東京五輪の開催決定や、富士山の世界文化遺産登録、サッカーW杯への日本代表の出場決定など「日本中が輪になって歓喜にわいた年」であり、台風など相次ぐ自然災害にも支援の輪が広がったことなどが理由に挙げられたようです。
文字を書き上げた森貫主は「『輪』には、大勢の人が手を握りあい円滑に回転していくという意味がある。
皆が譲り合い支え合って、来年も震災復興など輪のつながりに努力していきたい」と話したということです。
また今年の世相を映した言葉を選ぶ「2013ユーキャン新語・流行語大賞」も発表され、年間大賞には「じぇじぇじぇ」「今でしょ!」「お・も・て・な・し」「倍返し」が選ばれたということです。
私はやはり、滝川クリステルさんの五輪招致でのスピーチが印象的でしたから、「お・も・て・な・し」が今年一番の流行語ではないかと思っています。
 ところで、「輪」にも「おもてなし」にも、共通することですが、人はほんの少し心が通い合うことで、幸せを感じることができるものです。
これは家族、友人に限らず、誰とでも、ほんの少しだけ分かり合えたと思うことで、心が穏やかになるのです。

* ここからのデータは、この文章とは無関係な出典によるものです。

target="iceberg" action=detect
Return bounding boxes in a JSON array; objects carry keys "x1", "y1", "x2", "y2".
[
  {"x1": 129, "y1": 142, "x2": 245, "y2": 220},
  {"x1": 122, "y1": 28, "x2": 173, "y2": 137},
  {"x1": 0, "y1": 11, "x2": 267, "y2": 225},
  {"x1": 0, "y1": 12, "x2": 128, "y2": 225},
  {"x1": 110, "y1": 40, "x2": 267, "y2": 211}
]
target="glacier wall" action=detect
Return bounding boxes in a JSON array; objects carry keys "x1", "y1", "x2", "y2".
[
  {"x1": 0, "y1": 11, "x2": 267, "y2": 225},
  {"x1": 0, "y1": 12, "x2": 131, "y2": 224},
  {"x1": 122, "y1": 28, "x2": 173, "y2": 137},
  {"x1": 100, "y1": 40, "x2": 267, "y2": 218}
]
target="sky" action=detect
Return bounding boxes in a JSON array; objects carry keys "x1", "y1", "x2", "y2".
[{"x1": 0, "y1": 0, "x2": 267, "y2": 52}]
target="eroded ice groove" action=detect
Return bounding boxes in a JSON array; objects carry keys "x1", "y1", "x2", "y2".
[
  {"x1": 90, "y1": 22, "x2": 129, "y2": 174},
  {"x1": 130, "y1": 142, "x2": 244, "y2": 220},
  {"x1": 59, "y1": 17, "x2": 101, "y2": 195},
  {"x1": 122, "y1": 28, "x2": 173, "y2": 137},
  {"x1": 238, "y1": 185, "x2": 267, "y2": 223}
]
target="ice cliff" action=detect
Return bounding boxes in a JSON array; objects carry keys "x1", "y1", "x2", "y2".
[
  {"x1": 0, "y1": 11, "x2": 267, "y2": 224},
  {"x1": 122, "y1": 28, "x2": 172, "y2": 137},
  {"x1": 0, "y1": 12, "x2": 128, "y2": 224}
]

ここでのポイントは、「ほんの少しだけ」というところにあります。
人は時に多くのこと、たくさんのものを求めて落胆し、憤り、怒りを覚え、悲しむのです。
そして、それをいつまでも持ち続けてしまうのです。
さらに、それ以上の幸せがやって来なければ、絶対に幸せでは無いとまで思ってしまうこともあるでしょう。
しかし、大きな幸せを掴むのには、とても時間がかかるものですし、努力も必要です。
そして、それを成し遂げるまでには、いろいろな不幸があるでしょう。
そのように考えると、なかなか幸せにはなれないことになってしまいます。
だからこの少しだけということを思い出し、少しだけの幸せをできるだけ多く集める、感じられる生活をするということなのです。
現在の生活を今一度、見直してみるのも良いでしょう。
身の回りに多すぎるものや事柄は無いか、もっともっとと思って満足できていないものはないか、他の人にとても大きな期待をかけてはいないか、いつも不満げな物言いや態度はとっていないかなど、細かく見てみることです。
何か見つけられたなら、それを「ほんの少し」に変えてみることです。
全てをやめなければいけないということではないので、誰にでもできることだと思うのです。